We started Eastern Angles with two main ambitions. Firstly, to produce shows with a regional flavour; to create work with local audiences in mind, addressing, exploring and celebrating the collective experience of an area that rarely makes it on to the stage or into the media. And secondly, to take that work to its audience and stretch our constituency across an area almost the size of Wales, encompassing many different areas from coastal to agricultural, breckland to broad, bleak fenland to cosy village.
When we started out in 1982 it quickly became apparent that a catholic approach was required. Restricting ourselves to local themes could become parochial and concentrating on village hall touring took us under the radar; out of the view of funders, councillors, reviewers and some theatregoers.

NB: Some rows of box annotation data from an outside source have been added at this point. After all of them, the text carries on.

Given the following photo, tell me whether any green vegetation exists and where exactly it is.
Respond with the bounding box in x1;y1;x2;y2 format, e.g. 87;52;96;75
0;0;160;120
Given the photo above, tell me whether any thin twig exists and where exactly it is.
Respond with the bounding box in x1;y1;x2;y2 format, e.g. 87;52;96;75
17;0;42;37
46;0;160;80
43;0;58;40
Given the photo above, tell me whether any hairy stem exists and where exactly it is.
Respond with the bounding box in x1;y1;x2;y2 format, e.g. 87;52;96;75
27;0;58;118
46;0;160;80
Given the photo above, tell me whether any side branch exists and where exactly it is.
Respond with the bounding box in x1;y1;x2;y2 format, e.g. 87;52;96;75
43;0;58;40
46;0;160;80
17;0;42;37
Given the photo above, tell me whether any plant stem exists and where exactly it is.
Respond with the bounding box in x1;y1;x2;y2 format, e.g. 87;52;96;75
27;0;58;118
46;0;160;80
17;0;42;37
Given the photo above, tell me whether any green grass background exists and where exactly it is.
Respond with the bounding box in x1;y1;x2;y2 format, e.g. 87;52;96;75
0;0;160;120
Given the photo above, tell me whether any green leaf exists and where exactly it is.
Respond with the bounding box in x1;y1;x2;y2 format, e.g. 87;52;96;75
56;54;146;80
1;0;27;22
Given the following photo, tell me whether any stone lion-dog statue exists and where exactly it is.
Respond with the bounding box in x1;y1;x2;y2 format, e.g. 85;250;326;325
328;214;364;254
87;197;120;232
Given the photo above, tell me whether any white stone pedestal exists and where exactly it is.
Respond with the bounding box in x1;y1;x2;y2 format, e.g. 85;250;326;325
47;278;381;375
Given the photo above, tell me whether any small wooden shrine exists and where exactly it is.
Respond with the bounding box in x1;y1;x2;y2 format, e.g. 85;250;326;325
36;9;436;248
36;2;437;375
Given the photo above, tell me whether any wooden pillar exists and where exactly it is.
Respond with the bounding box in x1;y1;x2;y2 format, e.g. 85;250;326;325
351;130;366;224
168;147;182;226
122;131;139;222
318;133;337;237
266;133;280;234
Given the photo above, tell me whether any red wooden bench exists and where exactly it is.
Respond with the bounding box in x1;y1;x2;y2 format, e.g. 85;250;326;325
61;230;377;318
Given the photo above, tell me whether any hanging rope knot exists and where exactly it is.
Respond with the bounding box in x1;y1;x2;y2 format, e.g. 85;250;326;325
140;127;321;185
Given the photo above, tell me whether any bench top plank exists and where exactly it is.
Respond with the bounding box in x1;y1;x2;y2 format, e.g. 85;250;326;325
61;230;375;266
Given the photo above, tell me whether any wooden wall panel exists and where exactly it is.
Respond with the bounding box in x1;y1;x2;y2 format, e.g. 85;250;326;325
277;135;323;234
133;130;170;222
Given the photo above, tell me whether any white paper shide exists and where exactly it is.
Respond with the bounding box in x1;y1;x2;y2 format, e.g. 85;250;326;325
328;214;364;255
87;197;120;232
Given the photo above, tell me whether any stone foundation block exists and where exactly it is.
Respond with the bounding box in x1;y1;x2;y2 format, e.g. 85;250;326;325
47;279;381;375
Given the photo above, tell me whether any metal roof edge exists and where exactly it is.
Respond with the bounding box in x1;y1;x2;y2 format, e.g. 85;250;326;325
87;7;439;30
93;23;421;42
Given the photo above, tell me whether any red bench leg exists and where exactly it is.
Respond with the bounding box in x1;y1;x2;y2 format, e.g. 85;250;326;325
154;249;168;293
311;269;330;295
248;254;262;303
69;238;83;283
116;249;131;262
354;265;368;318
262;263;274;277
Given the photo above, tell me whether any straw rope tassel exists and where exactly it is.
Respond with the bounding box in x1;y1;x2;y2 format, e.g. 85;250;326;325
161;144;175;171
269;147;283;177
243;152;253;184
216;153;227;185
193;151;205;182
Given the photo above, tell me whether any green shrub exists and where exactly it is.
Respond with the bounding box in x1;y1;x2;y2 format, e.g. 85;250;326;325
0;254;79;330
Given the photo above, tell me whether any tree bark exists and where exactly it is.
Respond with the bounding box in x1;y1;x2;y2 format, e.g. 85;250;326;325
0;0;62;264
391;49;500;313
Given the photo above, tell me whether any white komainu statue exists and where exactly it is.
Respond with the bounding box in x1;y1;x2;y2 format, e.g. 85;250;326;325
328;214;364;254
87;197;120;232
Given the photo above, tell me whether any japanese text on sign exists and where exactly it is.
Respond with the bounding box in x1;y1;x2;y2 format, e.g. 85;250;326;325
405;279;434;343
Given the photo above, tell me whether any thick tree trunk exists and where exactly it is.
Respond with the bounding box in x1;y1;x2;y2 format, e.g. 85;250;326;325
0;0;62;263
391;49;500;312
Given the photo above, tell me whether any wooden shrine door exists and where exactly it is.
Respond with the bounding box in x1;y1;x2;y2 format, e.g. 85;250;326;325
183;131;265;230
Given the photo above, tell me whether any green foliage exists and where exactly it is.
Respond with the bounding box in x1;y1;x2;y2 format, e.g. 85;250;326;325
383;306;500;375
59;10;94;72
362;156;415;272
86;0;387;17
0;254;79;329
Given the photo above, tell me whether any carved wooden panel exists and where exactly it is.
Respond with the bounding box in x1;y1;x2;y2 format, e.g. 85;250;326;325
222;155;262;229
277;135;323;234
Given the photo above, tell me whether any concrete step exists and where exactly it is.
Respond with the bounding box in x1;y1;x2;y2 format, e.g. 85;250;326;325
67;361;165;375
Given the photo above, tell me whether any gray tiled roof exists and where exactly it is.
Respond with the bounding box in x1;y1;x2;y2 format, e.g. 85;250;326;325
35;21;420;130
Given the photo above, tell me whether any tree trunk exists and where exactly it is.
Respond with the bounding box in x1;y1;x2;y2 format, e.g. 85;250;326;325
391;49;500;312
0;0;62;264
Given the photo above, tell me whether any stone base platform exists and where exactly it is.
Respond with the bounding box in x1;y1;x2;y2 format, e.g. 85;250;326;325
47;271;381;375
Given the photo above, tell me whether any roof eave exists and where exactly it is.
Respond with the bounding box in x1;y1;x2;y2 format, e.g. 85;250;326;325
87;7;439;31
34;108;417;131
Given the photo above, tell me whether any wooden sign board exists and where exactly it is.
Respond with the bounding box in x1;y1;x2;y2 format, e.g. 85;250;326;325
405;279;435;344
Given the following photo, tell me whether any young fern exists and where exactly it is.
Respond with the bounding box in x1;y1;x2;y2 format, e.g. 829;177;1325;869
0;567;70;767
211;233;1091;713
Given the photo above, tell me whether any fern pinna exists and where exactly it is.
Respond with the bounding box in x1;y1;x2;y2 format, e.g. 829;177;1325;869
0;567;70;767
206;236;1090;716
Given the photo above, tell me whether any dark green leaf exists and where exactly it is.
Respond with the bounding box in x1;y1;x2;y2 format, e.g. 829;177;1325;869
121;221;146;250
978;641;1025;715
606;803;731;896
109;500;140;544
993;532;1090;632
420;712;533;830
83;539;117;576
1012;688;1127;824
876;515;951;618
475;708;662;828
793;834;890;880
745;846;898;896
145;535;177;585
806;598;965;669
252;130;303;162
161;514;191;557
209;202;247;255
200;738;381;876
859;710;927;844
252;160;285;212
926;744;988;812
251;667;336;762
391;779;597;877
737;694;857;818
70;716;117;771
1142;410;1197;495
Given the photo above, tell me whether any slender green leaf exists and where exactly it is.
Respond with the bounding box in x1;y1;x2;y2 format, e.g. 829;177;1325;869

I sometimes compared our work to that of the SAS.
Our initial solution was to up our profile by hiring halls in significant market towns, setting up our own box office and mailing lists, attracting previews in local papers, and generally boosting our regional presence.
In the meantime we had also acquired our own small theatre in Ipswich, seating 120 in traverse. We put on an alternative Christmas panto (for kids over 16) and encouraged audiences to come to us. This cemented our box-office development, strengthened the link between our autumn and spring tours and encouraged further audiences onto our database.
So far so good, although this approach demanded a larger investment in marketing. We hired a dedicated marketing officer and developed a computerised box office system, which is more than most touring companies can justify. We sold more seats, however on tour the more seats you sell the lousier the experience for the last people to arrive – they are stuck at the back. We couldn’t exploit our success.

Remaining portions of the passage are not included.